…От вокзала провожаю ее домой. Мы едем в метро, потом пересекаем людную площадь, идем по темному переулку – под ногами распластались красивые черные тени, а по краям переулка яркие фонари просвечивают сквозь нежно-зеленые неподвижные кружева…
Мы долго и молча стоим у ее подъезда. Я говорю «до свиданья», поворачиваюсь, иду. «Не уходи», – говорит она тихо. Я останавливаюсь, послушно возвращаюсь, легко обнимаю ее, целую вздрагивающие губы и ухожу тотчас. Ведь именно уходя, я чувствую себя суровым и сильным…
Ночью во сне я тоже вижу ярко-зеленые пятнистые полосы листьев. Они летят мимо меня и трогают и гладят мое лицо, нежно и ласково, бережно…»
(Из рассказа «Листья», 1960 г.
(сборник «Листья», 1974 г., изд. «Советская Россия»)
В журналы и издательства рукописи нужно было представлять не написанными от руки, а напечатанными на пишущей машинке. И тут судьба улыбнулась: мой друг Славка с первого этажа нашел среди россыпей семейного барахла старую пишущую машинку «Континенталь», правда с латинским шрифтом и слегка поломанную. Не помню уж каким образом удалось заработать деньги – кажется, на разгрузке вагонов, – но машинку мне починили и шрифт русский поставили.
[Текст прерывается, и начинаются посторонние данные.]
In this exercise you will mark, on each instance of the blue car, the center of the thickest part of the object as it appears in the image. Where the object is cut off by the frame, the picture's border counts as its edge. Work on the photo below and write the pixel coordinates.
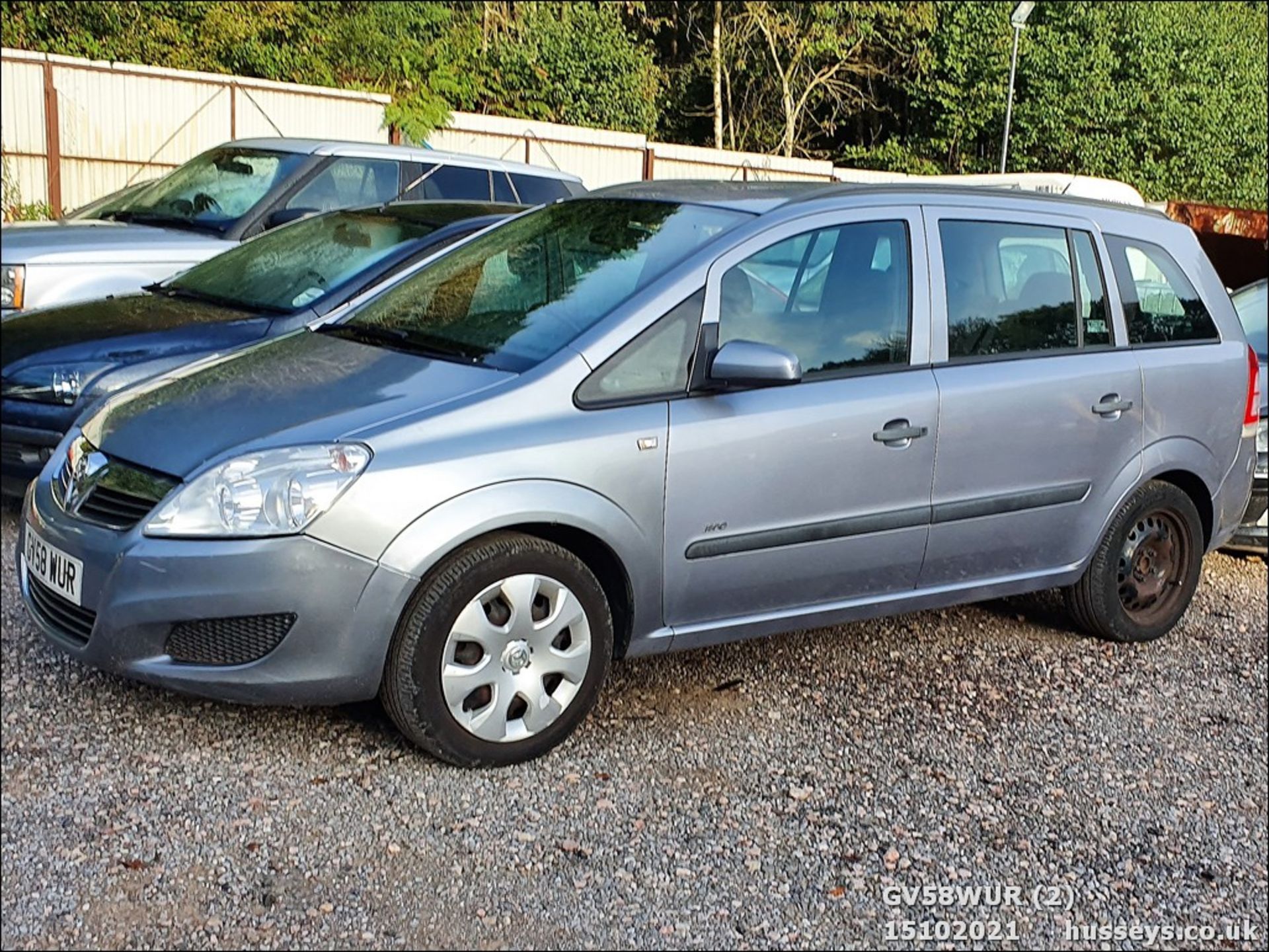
(59, 360)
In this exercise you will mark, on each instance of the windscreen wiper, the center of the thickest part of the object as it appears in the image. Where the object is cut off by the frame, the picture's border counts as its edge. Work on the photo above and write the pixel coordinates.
(397, 339)
(173, 291)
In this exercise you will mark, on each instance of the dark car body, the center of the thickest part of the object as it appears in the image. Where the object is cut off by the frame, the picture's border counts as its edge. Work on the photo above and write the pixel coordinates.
(1253, 534)
(56, 361)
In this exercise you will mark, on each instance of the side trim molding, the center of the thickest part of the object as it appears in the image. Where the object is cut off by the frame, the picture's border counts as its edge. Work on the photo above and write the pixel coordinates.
(810, 532)
(975, 507)
(1011, 502)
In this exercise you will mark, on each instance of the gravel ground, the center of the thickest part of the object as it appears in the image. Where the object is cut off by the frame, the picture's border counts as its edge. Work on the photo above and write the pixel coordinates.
(761, 795)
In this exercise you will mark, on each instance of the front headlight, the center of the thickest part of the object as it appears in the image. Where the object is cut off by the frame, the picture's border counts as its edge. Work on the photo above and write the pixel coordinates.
(272, 492)
(50, 383)
(13, 279)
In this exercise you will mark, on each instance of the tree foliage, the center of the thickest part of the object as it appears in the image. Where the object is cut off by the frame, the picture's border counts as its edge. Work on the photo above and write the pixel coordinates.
(1169, 96)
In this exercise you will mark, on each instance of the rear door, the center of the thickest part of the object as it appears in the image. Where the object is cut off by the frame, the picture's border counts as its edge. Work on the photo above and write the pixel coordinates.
(1041, 400)
(785, 499)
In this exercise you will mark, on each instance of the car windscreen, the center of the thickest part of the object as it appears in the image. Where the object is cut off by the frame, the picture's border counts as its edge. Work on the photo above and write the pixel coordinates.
(517, 295)
(299, 264)
(1253, 307)
(211, 192)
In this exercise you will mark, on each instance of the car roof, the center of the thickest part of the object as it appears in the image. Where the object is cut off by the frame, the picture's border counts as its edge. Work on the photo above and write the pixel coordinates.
(437, 212)
(761, 197)
(401, 154)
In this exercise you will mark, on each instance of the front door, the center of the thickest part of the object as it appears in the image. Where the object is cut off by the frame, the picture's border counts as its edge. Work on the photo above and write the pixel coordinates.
(805, 495)
(1041, 400)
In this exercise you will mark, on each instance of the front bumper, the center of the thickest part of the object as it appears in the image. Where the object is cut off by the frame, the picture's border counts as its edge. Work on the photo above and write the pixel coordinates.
(346, 608)
(30, 433)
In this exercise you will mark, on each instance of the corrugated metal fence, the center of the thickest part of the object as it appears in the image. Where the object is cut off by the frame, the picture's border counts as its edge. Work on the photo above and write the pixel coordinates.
(77, 129)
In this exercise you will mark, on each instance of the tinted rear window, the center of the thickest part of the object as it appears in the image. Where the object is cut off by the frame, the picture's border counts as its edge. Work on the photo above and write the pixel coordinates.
(1159, 302)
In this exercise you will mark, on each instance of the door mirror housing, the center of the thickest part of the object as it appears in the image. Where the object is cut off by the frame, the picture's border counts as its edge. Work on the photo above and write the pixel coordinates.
(285, 216)
(751, 364)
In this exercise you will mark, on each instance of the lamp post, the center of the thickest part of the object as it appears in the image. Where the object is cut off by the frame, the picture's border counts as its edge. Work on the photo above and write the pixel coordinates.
(1017, 19)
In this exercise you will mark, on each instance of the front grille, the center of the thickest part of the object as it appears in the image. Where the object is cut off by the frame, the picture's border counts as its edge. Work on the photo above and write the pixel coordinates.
(23, 454)
(238, 640)
(71, 622)
(114, 507)
(107, 491)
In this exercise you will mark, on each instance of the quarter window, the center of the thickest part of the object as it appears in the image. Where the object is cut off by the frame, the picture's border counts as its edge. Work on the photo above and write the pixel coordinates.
(658, 363)
(1159, 302)
(838, 298)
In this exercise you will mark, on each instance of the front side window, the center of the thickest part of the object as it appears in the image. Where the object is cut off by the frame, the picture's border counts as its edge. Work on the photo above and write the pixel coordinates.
(211, 192)
(521, 292)
(1011, 289)
(1159, 302)
(299, 264)
(456, 183)
(655, 364)
(348, 183)
(539, 189)
(838, 297)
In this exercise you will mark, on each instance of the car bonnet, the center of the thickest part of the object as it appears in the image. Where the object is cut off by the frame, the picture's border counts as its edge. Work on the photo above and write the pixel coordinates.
(300, 388)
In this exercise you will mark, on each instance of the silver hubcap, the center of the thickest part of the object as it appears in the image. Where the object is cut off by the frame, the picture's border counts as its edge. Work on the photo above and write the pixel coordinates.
(516, 658)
Конечно, я сразу попытался давать свои первые рассказы в какие-нибудь журналы, не очень-то веря, что напечатают, но все же надеясь: а вдруг? Мне их неизменно возвращали с рецензиями, правда, благожелательными в отношении «описания красот природы» и «языка», однако же абсолютно однозначными с точки зрения неприемлемости для публикации. Ибо «зарисовки» мои, по словам рецензентов, были «легковесными» и «ни о чем». Конечно, вот это, последнее, больше всего меня возмущало. Как это «ни о чем»? Они, рецензенты, разве не любят природу и вообще жизнь? А чем они сами живут, чему в жизни радуются? Неужели искренне восторгаются «повышением производительности труда» на наших предприятиях и «мудрой прозорливостью» партийных вождей?
Приблизительно в это время я во второй раз прочитал «Мартин Иден» Джека Лондона.
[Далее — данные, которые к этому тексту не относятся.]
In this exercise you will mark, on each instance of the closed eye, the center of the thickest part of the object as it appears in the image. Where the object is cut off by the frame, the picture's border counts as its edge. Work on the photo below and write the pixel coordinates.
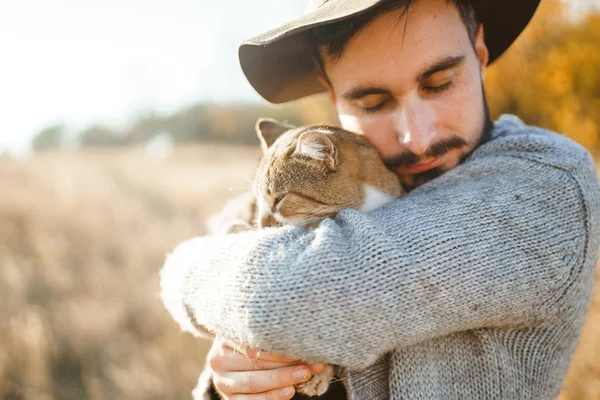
(276, 202)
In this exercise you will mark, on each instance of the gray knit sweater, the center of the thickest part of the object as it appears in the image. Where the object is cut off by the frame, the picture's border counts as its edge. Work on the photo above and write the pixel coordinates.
(473, 286)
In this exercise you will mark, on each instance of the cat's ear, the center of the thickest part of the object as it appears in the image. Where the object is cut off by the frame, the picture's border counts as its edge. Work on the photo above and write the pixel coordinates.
(268, 130)
(318, 146)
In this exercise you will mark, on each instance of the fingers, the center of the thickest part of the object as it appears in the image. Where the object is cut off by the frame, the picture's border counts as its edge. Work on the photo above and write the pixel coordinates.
(223, 358)
(256, 382)
(277, 394)
(256, 354)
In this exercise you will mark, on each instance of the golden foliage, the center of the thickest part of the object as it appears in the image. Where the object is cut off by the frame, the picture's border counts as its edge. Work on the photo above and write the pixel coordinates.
(550, 77)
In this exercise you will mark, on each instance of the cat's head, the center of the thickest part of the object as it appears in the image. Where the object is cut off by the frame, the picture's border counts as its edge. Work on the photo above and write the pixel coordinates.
(313, 172)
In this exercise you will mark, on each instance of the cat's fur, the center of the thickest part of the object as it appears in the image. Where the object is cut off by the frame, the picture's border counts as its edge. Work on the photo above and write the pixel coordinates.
(308, 174)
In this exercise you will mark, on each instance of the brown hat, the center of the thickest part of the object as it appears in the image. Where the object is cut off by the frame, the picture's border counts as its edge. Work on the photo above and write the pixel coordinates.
(279, 64)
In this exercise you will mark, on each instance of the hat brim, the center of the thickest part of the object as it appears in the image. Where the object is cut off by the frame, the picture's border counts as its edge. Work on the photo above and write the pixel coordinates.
(279, 63)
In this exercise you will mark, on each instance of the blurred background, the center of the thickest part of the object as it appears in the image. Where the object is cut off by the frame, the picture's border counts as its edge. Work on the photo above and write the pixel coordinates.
(124, 124)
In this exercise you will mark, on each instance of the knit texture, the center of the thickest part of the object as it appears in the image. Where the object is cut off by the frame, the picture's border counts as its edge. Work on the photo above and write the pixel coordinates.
(473, 286)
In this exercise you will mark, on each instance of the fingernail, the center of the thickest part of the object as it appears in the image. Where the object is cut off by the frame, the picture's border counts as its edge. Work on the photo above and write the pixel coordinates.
(287, 393)
(300, 375)
(317, 368)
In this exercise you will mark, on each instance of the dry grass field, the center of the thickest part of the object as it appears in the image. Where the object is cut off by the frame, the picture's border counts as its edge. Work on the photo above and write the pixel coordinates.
(82, 237)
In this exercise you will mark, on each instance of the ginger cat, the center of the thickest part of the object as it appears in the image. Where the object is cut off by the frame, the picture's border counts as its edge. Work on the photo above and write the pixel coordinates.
(308, 174)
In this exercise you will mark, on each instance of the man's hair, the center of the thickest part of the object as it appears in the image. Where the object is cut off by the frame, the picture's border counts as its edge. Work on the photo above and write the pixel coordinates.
(333, 38)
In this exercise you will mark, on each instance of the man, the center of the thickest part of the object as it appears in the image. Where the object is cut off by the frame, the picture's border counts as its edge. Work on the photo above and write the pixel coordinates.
(474, 285)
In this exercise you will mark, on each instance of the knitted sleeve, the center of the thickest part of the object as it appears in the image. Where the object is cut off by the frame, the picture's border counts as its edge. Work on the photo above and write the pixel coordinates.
(495, 242)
Вновь испытав потрясение, несколько дней приходил в себя, но все же опять сделал вывод: Мартин Иден не прав в том, что он покончил с собой! Он просто надорвался в борьбе с редакторами и издателями и в сущности изменил своим идеалам! Ему нужно было продолжать бороться за красоту, за человеческое прозрение! В этом отношении наши с ним взгляды на жизнь удивительно совпадали! Что же касается других людей, то ведь у большинства тяжелая жизнь, они просто не в состоянии преодолеть обстоятельства, потому и выглядят такими глупыми и дурными. Им надо помочь!
Он, Март Иден, в конце своей жизни стал в сущности нытиком и слабаком, считал я. И вообще он слишком много значения придавал не самой жизни, не ее красоте, а деньгам. В чем и ошибка! Его самого сгубили-таки «капиталистические ценности», которые он на словах презирал! И он недостаточно был уверен в своей правоте, вот в чем дело. Я постараюсь не делать его ошибок, не поддаваться…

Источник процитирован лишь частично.